L'histoire peut paraître anecdotique, mais elle ne l'est pas. En Inde, l'absence de toilettes dans le foyer peut désormais constituer un motif de divorce. Un tribunal a tranché le vendredi 18 août en faveur d’une femme de l’État de Rajasthan, dans le nord-ouest du pays, qui avait demandé depuis des années à son mari de construire des toilettes à leur domicile, sans succès. Elle était donc obligée d'aller se soulager à l’extérieur, souvent à la tombée de la nuit afin d’éviter les regards indiscrets. Un acte que cette femme de 24 ans a jugé honteux. Deux ans après sa demande de divorce, le tribunal a conclu que l’incapacité de son mari de lui fournir des toilettes relevait de la cruauté. "On dépense de l’argent sur le tabac, l’alcool et les portables, mais nous sommes réticents à construire des toilettes pour protéger la dignité de notre famille, a noté le juge Rajendra Kumar Sharma.

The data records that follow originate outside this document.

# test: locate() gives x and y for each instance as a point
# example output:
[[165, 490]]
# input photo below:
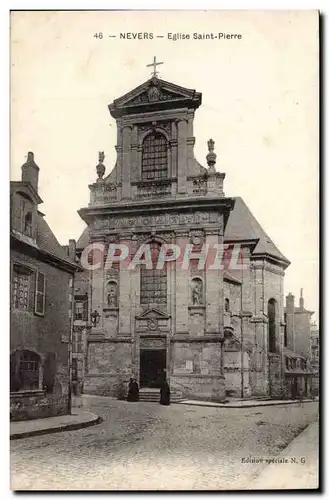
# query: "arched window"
[[271, 313], [28, 224], [112, 294], [154, 281], [155, 157], [25, 370]]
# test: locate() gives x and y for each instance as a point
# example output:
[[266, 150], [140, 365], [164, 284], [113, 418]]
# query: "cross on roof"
[[154, 64]]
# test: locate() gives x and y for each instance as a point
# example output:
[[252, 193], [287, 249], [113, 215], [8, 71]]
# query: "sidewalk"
[[246, 403], [301, 467], [77, 420]]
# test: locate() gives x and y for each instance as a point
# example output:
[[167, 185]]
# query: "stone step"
[[153, 396]]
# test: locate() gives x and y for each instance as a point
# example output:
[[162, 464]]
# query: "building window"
[[40, 294], [25, 371], [271, 313], [74, 370], [155, 157], [77, 346], [81, 309], [20, 288], [154, 281], [28, 224]]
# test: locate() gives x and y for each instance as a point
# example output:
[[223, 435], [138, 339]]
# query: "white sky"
[[260, 105]]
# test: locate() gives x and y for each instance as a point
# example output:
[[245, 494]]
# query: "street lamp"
[[95, 317]]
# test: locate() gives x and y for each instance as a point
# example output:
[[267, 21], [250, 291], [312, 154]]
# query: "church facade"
[[210, 330]]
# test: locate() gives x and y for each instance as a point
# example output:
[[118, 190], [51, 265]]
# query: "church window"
[[20, 287], [28, 224], [154, 281], [81, 308], [40, 290], [77, 345], [154, 157], [271, 313], [24, 371]]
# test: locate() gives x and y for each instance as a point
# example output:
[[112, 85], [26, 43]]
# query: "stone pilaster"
[[181, 288], [182, 156], [126, 162], [214, 296]]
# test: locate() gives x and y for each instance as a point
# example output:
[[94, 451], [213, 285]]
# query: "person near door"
[[133, 390], [165, 394]]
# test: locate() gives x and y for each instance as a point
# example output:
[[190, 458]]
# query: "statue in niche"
[[197, 292], [153, 93], [112, 295]]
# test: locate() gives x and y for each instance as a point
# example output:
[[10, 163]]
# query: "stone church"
[[210, 331]]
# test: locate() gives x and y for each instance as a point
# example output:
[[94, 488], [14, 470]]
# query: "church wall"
[[197, 370], [303, 333], [109, 365], [43, 335], [232, 370]]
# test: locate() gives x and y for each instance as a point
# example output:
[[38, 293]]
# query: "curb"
[[254, 405], [62, 428]]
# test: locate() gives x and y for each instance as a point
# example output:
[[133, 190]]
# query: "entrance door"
[[152, 367]]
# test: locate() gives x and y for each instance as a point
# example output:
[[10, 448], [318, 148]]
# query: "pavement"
[[150, 447], [246, 403], [297, 467], [77, 420]]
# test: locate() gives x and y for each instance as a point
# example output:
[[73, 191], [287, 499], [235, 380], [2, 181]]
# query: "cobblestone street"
[[142, 446]]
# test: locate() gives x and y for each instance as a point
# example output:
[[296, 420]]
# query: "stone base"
[[106, 385], [200, 387], [28, 405]]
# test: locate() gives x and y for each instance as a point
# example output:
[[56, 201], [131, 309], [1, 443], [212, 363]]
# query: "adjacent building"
[[41, 277], [210, 332], [297, 343]]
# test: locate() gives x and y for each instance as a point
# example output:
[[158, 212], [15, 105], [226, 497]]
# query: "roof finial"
[[154, 64], [100, 169], [211, 156]]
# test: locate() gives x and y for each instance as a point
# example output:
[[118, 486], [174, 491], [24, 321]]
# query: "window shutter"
[[85, 310], [40, 288], [32, 291]]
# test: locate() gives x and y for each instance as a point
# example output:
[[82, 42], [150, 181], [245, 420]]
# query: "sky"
[[259, 105]]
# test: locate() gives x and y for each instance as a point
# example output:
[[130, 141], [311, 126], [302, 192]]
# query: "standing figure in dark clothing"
[[133, 391], [136, 390], [165, 394]]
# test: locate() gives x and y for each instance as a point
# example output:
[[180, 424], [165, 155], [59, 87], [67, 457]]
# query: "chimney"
[[72, 253], [30, 171], [290, 303], [301, 300], [290, 321]]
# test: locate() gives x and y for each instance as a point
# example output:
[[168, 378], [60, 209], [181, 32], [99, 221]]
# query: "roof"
[[47, 242], [231, 278], [242, 226], [83, 239]]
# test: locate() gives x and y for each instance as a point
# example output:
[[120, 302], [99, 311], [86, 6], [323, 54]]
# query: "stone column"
[[182, 157], [181, 288], [214, 290], [135, 166], [173, 145], [97, 297], [126, 162]]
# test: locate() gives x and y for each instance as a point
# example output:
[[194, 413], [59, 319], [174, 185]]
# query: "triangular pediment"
[[152, 93], [153, 313]]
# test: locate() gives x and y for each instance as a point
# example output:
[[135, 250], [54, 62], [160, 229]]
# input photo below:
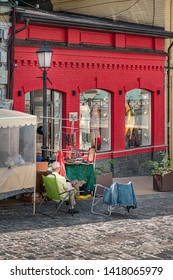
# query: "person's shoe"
[[73, 211]]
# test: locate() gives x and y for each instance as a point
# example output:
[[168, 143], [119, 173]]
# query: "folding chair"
[[52, 194], [105, 199]]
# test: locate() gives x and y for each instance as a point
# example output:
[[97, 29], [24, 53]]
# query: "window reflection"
[[95, 120]]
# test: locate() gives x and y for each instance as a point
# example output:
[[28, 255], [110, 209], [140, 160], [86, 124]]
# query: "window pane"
[[95, 120], [137, 118]]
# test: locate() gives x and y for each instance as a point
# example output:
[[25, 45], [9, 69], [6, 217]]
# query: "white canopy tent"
[[17, 153]]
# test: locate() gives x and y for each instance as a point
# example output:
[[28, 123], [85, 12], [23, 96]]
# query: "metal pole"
[[44, 146]]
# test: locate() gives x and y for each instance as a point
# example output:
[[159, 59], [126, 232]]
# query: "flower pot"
[[105, 179], [163, 183]]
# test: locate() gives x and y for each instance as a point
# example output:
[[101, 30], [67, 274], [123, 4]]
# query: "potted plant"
[[162, 172], [103, 174]]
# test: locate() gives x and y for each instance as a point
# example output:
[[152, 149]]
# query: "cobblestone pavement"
[[144, 233]]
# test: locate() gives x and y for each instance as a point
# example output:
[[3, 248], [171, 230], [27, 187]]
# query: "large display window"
[[34, 105], [95, 120], [137, 118]]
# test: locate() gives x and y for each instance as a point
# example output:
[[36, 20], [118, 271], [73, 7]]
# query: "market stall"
[[17, 153]]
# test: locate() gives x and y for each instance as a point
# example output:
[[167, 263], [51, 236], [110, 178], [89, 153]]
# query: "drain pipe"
[[168, 105]]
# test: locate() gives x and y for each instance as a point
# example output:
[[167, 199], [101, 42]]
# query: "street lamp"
[[44, 55]]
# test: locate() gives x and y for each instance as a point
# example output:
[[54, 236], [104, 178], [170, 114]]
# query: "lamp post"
[[44, 55]]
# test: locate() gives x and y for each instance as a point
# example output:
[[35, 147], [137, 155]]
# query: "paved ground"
[[144, 233]]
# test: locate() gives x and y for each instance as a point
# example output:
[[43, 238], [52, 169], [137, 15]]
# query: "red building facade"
[[117, 66]]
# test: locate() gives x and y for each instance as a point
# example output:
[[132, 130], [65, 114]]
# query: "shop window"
[[137, 118], [34, 105], [95, 120]]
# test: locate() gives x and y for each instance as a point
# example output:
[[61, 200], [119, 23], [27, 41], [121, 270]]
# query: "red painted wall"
[[80, 70]]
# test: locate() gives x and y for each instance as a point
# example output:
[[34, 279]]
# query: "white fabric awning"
[[10, 118]]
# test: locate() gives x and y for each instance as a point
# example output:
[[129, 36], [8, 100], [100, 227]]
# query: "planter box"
[[105, 179], [163, 183]]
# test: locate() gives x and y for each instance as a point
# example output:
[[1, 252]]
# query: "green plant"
[[104, 166], [162, 167]]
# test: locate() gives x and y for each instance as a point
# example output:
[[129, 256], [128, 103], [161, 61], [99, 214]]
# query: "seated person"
[[64, 186]]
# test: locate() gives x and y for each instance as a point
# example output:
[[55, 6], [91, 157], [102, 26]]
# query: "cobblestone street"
[[144, 233]]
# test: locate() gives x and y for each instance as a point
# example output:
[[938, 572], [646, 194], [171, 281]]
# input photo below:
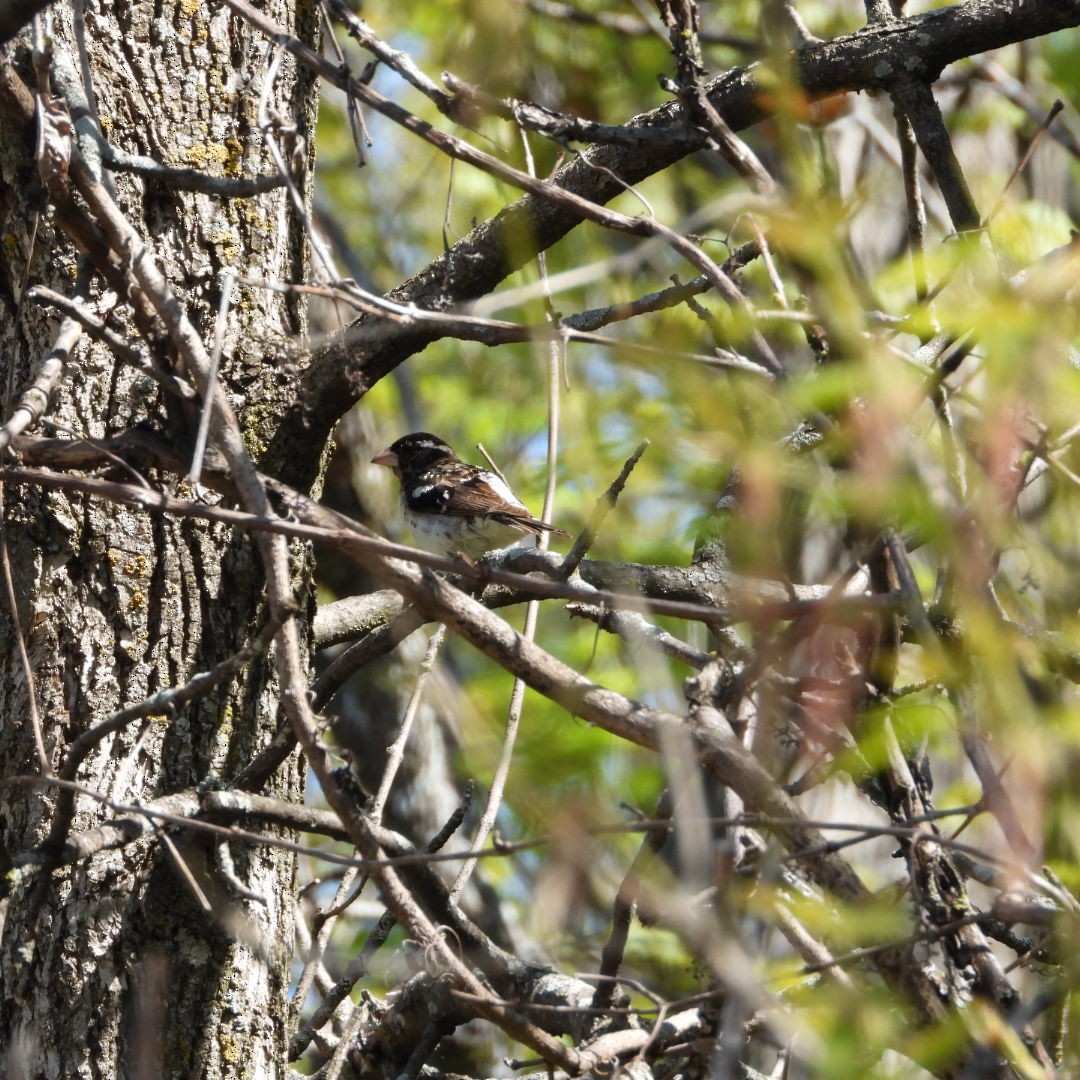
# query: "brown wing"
[[475, 496]]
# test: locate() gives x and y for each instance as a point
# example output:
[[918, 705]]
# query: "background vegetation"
[[784, 785]]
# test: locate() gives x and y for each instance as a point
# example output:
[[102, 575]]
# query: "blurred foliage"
[[837, 241]]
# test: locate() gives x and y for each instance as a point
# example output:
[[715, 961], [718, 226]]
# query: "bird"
[[454, 508]]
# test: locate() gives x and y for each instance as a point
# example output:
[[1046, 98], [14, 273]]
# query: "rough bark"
[[115, 967]]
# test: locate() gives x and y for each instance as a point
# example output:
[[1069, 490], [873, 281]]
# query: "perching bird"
[[453, 507]]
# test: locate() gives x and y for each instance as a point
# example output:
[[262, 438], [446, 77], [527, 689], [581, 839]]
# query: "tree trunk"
[[146, 960]]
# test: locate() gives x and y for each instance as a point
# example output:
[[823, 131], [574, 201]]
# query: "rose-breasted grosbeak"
[[453, 507]]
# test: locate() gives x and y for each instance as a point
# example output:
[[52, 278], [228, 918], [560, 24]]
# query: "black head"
[[414, 453]]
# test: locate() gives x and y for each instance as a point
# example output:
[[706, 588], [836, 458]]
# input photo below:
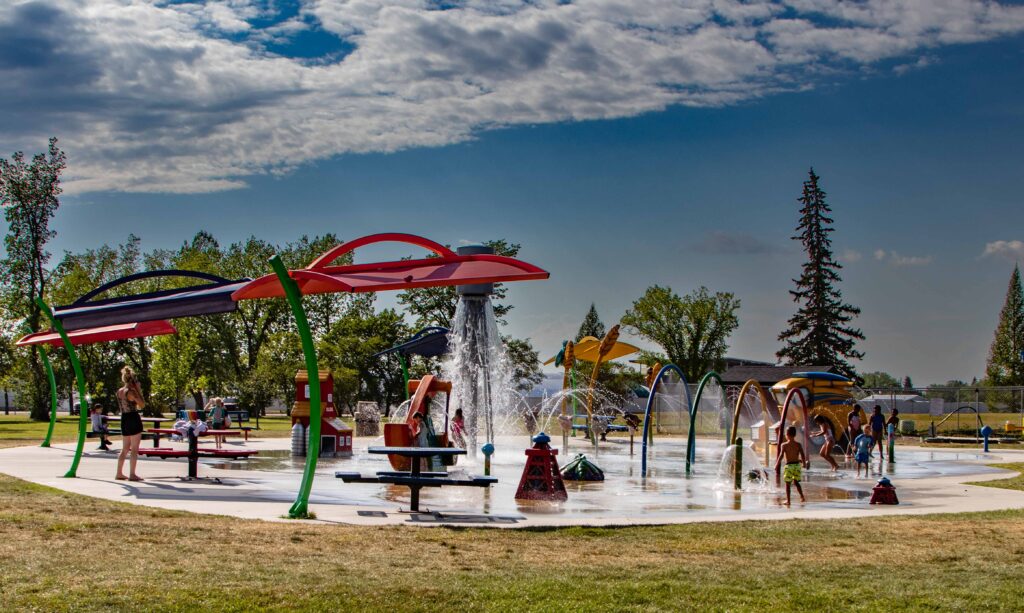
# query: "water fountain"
[[477, 365]]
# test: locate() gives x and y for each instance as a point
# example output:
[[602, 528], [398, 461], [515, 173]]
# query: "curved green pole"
[[53, 394], [300, 509], [690, 442], [83, 413], [648, 410], [404, 374]]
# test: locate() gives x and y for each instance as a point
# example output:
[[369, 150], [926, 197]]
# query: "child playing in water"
[[878, 424], [862, 447], [459, 429], [795, 458], [824, 429]]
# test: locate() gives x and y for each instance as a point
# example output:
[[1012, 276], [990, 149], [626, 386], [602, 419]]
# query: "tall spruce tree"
[[820, 332], [592, 325], [1006, 357]]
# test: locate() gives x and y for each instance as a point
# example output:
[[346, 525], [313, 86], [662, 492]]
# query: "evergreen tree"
[[820, 332], [1006, 357], [592, 325]]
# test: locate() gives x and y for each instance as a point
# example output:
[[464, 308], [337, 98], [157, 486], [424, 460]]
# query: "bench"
[[416, 482], [165, 452]]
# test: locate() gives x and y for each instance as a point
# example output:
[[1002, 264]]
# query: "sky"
[[622, 143]]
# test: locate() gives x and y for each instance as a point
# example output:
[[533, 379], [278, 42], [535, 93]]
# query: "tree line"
[[253, 353]]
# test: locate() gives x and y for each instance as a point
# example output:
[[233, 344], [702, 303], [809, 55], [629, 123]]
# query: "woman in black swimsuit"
[[130, 400]]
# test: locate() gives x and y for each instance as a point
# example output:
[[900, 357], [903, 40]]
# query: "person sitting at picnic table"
[[217, 412], [99, 427], [194, 424]]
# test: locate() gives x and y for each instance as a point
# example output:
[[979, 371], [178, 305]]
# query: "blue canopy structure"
[[165, 304], [429, 342]]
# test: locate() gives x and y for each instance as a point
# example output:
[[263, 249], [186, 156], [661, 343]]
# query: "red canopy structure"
[[445, 268], [105, 334]]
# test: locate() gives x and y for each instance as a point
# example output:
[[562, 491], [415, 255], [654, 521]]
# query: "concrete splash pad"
[[927, 480]]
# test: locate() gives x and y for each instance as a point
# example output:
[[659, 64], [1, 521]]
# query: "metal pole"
[[83, 413], [737, 467], [300, 509], [404, 374]]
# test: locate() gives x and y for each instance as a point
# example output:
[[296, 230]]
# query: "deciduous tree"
[[692, 330], [29, 194]]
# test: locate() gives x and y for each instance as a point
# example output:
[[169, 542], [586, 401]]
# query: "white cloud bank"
[[1007, 250], [170, 96]]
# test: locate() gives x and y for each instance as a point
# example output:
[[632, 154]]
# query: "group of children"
[[863, 441]]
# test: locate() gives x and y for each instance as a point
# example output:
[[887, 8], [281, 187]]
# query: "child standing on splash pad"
[[824, 429], [795, 461], [459, 429], [862, 447]]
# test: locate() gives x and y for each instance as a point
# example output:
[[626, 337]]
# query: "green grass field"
[[19, 430], [67, 552]]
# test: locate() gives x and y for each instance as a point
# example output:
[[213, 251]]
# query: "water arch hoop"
[[691, 433], [798, 395], [766, 416], [650, 405]]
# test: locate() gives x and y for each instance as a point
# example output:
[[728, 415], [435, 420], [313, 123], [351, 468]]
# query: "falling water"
[[755, 476], [479, 371]]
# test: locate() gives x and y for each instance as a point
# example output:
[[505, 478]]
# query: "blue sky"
[[679, 165]]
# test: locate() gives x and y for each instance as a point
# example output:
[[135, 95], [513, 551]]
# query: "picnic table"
[[156, 422], [218, 435], [416, 478], [194, 452]]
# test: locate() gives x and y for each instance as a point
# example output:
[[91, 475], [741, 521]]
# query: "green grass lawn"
[[66, 552], [1011, 483], [19, 430]]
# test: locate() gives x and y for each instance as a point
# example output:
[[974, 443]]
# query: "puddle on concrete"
[[666, 491]]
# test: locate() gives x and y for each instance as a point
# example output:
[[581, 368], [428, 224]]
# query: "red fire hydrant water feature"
[[541, 478]]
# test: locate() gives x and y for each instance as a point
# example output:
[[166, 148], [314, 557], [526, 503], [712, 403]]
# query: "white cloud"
[[187, 97], [897, 259], [900, 260], [851, 255], [1008, 250]]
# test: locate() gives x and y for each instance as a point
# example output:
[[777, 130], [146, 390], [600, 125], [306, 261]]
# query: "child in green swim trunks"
[[795, 460]]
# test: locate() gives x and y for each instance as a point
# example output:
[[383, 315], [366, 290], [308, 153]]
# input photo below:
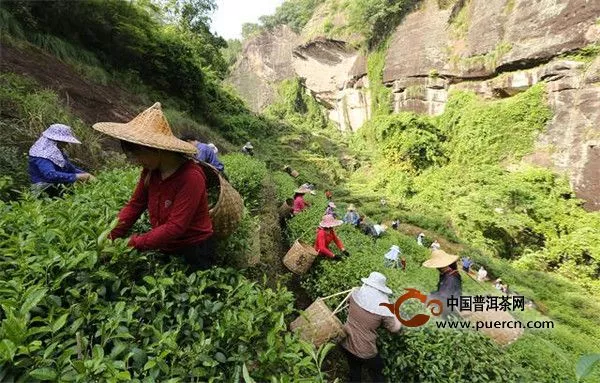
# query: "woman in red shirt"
[[326, 235], [171, 187], [299, 203]]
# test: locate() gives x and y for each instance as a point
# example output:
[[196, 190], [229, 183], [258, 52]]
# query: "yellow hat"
[[439, 259]]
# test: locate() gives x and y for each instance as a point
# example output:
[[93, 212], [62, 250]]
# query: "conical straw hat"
[[328, 221], [149, 128], [439, 259]]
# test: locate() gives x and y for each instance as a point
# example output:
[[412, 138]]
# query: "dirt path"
[[90, 101], [412, 230]]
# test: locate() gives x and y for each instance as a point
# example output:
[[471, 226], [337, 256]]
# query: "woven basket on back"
[[299, 258], [502, 336], [227, 213], [319, 324]]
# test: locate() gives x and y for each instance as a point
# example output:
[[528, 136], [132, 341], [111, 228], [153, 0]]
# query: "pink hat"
[[329, 221]]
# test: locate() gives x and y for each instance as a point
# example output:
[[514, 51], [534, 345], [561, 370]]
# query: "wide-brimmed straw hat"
[[60, 132], [439, 259], [149, 128], [329, 221]]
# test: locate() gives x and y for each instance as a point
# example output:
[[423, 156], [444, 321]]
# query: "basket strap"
[[341, 306], [336, 294], [303, 234]]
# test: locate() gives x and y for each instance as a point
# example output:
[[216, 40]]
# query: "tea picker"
[[49, 167], [391, 257], [326, 235], [365, 316], [173, 188]]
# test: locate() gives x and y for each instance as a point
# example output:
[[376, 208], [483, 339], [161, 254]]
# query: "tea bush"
[[247, 175], [76, 307], [284, 184], [411, 356]]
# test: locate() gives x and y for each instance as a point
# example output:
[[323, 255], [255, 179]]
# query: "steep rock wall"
[[265, 61], [499, 48], [335, 74]]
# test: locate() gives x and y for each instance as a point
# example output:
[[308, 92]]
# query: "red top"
[[324, 238], [177, 206], [299, 204]]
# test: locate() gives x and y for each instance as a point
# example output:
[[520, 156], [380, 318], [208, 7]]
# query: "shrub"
[[78, 307], [247, 175]]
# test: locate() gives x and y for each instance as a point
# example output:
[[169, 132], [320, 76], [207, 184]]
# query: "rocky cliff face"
[[502, 47], [496, 48], [265, 61], [334, 72]]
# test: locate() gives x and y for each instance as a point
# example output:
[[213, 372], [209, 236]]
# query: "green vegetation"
[[293, 13], [77, 307], [528, 215], [381, 96], [29, 111], [424, 354], [232, 51], [375, 20], [170, 50], [484, 133]]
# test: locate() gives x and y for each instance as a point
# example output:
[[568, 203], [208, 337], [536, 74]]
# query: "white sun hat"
[[372, 293]]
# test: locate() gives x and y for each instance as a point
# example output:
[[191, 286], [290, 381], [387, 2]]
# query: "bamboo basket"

Dans les villages, les femmes doivent attendre que la nuit tombe pour satisfaire un besoin naturel. Il s’agit ici non seulement de la cruauté physique mais de violer la pudeur d’une femme." Devant le tribunal, le mari a avoué être surpris par la demande de sa femme, puisque la plupart des femmes de son village font leurs besoins en plein air. Aucune revendication de la part de la famille de la femme non plus au moment du mariage, a-t-il par ailleurs affirmé. Les Indiennes commencent pourtant à revendiquer le droit d’avoir des toilettes dans la maison. L’an dernier, une femme d’Uttar Pradesh a ainsi refusé de se marier avec un homme qui n’avait pas construit de toilettes chez lui. La décision du tribunal constitue une victoire importante car le divorce en Inde est accordé uniquement sous preuve de cruauté, violence ou de demandes financières injustifiées.
L’accès aux toilettes est un grand enjeu de santé publique en Inde, surtout dans les zones rurales. La moitié de sa population, soit plus de 600 millions de personnes, ne dispose pas de toilettes dans son foyer et se soulage à l’extérieur. Une pratique courante même chez les familles qui en ont les moyens. Les problèmes d’assainissement et de contamination de l’eau sont ainsi à l’origine de 80 % des maladies dans les zones rurales, et touchent notamment les jeunes enfants. Pour les femmes, le manque de toilettes pose également un problème de sécurité. Elles sont souvent obligées de faire de long trajets dans la nuit pour y accéder, si elles ne se soulagent pas dans les champs. En 2014, deux adolescentes ont été violées et ensuite pendues à un arbre dans l’État d’Uttar Pradesh, après être sorties de chez elles pour faire leurs besoins.
Le Premier ministre indien Narendra Modi, ayant fait de l’assainissement et de la propreté des piliers de son mandat, a promis de construire plus de 60 millions de toilettes d’ici 2019. Le gouvernement a affirmé l’an dernier en avoir construit un tiers. Difficile pourtant de changer les habitudes. Dans les villages, les habitants reprochent la proximité des nouvelles toilettes des maisons, ou encore le travail de nettoyage exigé. Nombre d’entre eux préfèrent toujours se soulager dehors, et certains transforment les toilettes en espace de stockage pour les céréales ou le bois.